Mondays with Mike - Why School Libraries Are Important
August 10, 2020
As a parent, former teacher, and education industry professional, I have seen the inside and outsides of the education business from both the K-12 and HED perspectives. I serve at the pleasure of the people of my small village in Northwest Illinois on the Library Board of Trustees, so I see the issues of taxation and the balancing that we as public servants must do to make sure that every single dollar is spent wisely and effectively. And as a small business person, I understand the toll the pandemic has taken on our business community and on parents trying to balance work and home life.
Recently, Education Week posted an article As COVID-19 Budget Cuts Loom, Relevance of School Librarians Put to the Test July 1, 2020, discussing how school librarians were being cut due to looming budget cuts in districts across the country. Teacher Librarians across the country stepped up throughout the Spring to provide students with additional services much like teachers did in every school district: giving book recommendations, organizing poetry readings, brokering book access for students, guiding teachers through a complicated web of free online resources, providing tech-support, and helping students navigate a deluge of online news and misinformation.
As schools start again for this Fall with back-to-school remote and blended learning options, once again, Teacher Librarians will be needed to provide these much needed services.
In many places, the school librarian, like the public librarian, is keeping the lights on at the school 24/7 with access to those digital databases that your district may have access to, and much like the school Principal, he or she most likely is the only person in your school who truly has a building-wide perspective.
In their 2016 book Most Likely to Succeed, Ted Dintersmith and Tony Wagner outline the skills that students—and educators—will continue to need as they progress forward in their personal, civic, and professional lives.
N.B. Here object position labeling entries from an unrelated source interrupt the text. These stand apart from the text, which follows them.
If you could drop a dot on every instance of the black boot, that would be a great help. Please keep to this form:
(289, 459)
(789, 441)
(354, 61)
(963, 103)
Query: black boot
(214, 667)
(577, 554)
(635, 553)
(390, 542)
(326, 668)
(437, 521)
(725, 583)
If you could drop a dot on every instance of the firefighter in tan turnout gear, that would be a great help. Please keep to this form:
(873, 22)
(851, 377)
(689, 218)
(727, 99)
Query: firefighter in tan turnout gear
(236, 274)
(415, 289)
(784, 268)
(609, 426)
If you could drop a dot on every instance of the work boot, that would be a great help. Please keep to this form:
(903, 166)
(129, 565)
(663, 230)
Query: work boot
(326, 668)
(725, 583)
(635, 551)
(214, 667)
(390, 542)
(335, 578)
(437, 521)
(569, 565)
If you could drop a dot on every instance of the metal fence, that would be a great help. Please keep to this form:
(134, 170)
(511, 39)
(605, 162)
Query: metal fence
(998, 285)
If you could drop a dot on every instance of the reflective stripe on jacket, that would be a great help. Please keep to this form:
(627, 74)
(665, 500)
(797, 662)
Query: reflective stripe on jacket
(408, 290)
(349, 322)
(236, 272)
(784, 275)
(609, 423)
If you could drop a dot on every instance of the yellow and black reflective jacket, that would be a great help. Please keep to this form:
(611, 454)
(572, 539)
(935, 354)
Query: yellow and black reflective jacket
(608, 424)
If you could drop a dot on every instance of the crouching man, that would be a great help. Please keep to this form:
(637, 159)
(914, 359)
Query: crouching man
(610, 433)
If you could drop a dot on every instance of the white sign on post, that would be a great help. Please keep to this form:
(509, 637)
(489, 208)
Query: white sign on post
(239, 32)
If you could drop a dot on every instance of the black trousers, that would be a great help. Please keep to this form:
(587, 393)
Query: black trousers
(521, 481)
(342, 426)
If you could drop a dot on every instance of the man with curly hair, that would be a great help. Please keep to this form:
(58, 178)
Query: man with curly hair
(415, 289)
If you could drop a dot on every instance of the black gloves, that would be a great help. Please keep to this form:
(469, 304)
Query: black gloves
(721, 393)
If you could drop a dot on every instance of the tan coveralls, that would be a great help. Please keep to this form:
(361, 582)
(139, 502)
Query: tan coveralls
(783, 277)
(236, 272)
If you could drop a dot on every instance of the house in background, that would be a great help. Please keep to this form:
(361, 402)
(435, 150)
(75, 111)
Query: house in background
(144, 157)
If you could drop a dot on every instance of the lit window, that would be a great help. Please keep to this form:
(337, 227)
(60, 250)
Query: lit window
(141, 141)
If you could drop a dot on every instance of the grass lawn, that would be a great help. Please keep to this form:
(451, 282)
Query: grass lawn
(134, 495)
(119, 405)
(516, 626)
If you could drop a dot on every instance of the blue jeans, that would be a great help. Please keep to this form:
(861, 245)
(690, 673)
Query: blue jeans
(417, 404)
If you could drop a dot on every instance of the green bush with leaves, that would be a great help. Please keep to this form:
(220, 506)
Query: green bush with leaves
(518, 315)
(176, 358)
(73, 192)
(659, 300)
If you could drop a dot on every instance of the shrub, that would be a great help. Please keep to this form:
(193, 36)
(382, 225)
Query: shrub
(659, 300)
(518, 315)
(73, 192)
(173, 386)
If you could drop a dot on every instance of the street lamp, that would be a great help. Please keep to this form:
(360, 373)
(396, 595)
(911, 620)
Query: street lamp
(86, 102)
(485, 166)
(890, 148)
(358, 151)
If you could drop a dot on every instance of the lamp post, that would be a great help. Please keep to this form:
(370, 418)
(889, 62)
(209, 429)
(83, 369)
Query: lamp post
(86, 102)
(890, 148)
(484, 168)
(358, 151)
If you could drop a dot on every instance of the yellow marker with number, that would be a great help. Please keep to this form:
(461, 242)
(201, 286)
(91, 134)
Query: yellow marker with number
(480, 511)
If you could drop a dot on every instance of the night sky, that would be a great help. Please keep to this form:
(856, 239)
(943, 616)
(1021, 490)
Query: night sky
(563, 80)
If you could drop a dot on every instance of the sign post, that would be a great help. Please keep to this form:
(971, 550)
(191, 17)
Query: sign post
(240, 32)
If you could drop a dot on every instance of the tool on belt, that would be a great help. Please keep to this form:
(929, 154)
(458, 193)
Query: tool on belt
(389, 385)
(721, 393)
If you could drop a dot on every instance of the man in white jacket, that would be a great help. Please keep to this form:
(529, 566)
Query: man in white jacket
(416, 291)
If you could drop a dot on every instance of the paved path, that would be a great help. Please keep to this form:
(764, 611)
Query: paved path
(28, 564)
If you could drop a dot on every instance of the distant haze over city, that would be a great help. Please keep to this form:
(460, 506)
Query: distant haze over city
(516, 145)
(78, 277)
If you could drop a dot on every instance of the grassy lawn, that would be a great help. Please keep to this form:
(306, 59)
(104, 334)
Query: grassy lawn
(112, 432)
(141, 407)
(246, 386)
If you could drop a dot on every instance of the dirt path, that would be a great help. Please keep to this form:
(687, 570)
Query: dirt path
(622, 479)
Many have deemed these “21st-century skills.” Dintersmith and Wagner’s proposed skills include:
· Critical thinking and problem-solving
· Collaboration across networks
· Agility and adaptability
· Initiative and entrepreneurship
· Effective oral, written, and multimedia communication
· Accessing and analyzing information
· Curiosity and imagination
School librarians are the resident experts in the development of these skills. Accessing and analyzing information, collaborating across networks, cultivating curiosity and imagination—this is the life blood of an outstanding school library. More importantly, these are the skills that will allow our children to become thoughtful and engaged citizens equipped to navigate a world full of increasingly complex information
Whether you are an Edtech Entrepreneur, School Principal, Teacher, or Parent, each of us should be advocating for our Teacher Librarians in our schools. You can unlock the power of your library to drive a culture of deep learning in your schools and always remember, school is not preparation for real life, school is real life. At least, it should be—and your school librarians can help with that.